[comp.arch] memory management implementations

jonathan@cs.pitt.edu (Jonathan Eunice) (04/02/91)

My impression is that most workstations, and perhaps a fair number of
other systems as well, use some low-cost approximation of the LRU
algorithm--such as a variation on the Clock algorithm--for page
replacement.  (If this is wrong, let me know.)

Are the LRU approximations used "good enough?"  That is, with all of
the transistors we can now put on a chip or multi-chip CPU, does it
make sense to use more expensive, closer-to-true-LRU algorithms?
Would this help VM performance some measurable amount, and is it
reasonable to do?  What is the real-estate/transistor-count cost?
What is the design/opportunity costs?

mash@mips.com (John Mashey) (04/02/91)

In article <JONATHAN.91Apr1213714@speedy.cs.pitt.edu> jonathan@cs.pitt.edu (Jonathan Eunice) writes:
>My impression is that most workstations, and perhaps a fair number of
>other systems as well, use some low-cost approximation of the LRU
>algorithm--such as a variation on the Clock algorithm--for page
>replacement.  (If this is wrong, let me know.)

>Are the LRU approximations used "good enough?"  That is, with all of
>the transistors we can now put on a chip or multi-chip CPU, does it
>make sense to use more expensive, closer-to-true-LRU algorithms?
>Would this help VM performance some measurable amount, and is it
>reasonable to do?  What is the real-estate/transistor-count cost?
>What is the design/opportunity costs?

I don't recall the exact numbers, but I recall that the effect was:
1) If you have 2-set-associative TLB, LRU is important, and has a
better miss rate than random replacement, and is cheap to do.
2) as the degree of associativity rises, the difference between
LRU and random mostly disappears; the cost for implementing LRU may go
up; the cost to implement random is minimal.

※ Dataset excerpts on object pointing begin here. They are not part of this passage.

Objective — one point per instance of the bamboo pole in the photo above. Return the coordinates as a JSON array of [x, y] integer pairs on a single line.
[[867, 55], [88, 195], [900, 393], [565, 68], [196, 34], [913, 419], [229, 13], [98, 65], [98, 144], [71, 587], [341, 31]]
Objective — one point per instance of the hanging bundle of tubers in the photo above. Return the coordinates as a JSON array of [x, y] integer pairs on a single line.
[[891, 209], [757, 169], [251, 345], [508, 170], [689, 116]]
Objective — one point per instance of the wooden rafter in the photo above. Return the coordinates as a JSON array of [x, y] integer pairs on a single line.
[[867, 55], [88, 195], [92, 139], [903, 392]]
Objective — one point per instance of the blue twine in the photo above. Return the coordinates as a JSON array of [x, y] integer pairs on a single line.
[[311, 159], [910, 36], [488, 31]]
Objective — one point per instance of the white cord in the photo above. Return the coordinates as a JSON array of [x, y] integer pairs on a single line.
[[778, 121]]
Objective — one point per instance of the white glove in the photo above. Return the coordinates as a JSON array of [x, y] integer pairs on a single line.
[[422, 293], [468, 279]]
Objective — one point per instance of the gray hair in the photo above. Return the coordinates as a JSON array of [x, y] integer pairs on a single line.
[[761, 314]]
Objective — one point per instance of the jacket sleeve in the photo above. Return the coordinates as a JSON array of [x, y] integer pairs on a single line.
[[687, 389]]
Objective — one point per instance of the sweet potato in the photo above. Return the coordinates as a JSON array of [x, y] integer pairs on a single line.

maybe somebody can cite some references.
-- 
-john mashey	DISCLAIMER: <generic disclaimer, I speak for me only, etc>
UUCP: 	 mash@mips.com OR {ames,decwrl,prls,pyramid}!mips!mash 
DDD:  	408-524-7015, 524-8253 or (main number) 408-720-1700
USPS: 	MIPS Computer Systems MS 1/05, 930 E. Arques, Sunnyvale, CA 94086

renglish@cello.hpl.hp.com (Bob English) (04/03/91)

mash@mips.com (John Mashey) writes:
> In article <JONATHAN.91Apr1213714@speedy.cs.pitt.edu> jonathan@cs.pitt.edu (Jonathan Eunice) writes:
> >My impression is that most workstations...use some low-cost
> >approximation of the LRU algorithm... Are the LRU approximations
> >used "good enough?"

> I don't recall the exact numbers, but I recall that the effect was:
> 1) If you have 2-set-associative TLB, LRU is important, and has a
> better miss rate than random replacement, and is cheap to do.
> 2) as the degree of associativity rises, the difference between
> LRU and random mostly disappears; the cost for implementing LRU may go
> up; the cost to implement random is minimal.

For caches and TLBs, this is probably right.  It's not clear to me,
however, whether the question refers to the hardware replacement
policies used by the uPs, or the software replacement policies used in
paging VM systems.  In the latter case, the miss penalty for choosing
the wrong page can be 50MHz * ~20msec = 1 Million cycles, and it can be
worth spending a lot of CPU time to avoid a single miss, particularly if,
as is often the case, the workstation doesn't have other, important work
to do.

--bob--

mmm@cup.portal.com (Mark Robert Thorson) (04/07/91)

Someone once told me (hence I could be all wrong when repeating it) that
the clock or "scheduled sweep" algorithms are preferred to LRU
because although they don't have quite the best average performance,
they also lack LRU's worst-case performance.  For example, let's say
somebody is repeatedly processing the same array;  under LRU, every new
array element you move to is the element you visited longest-ago in time,
hence most likely to have been paged to disk.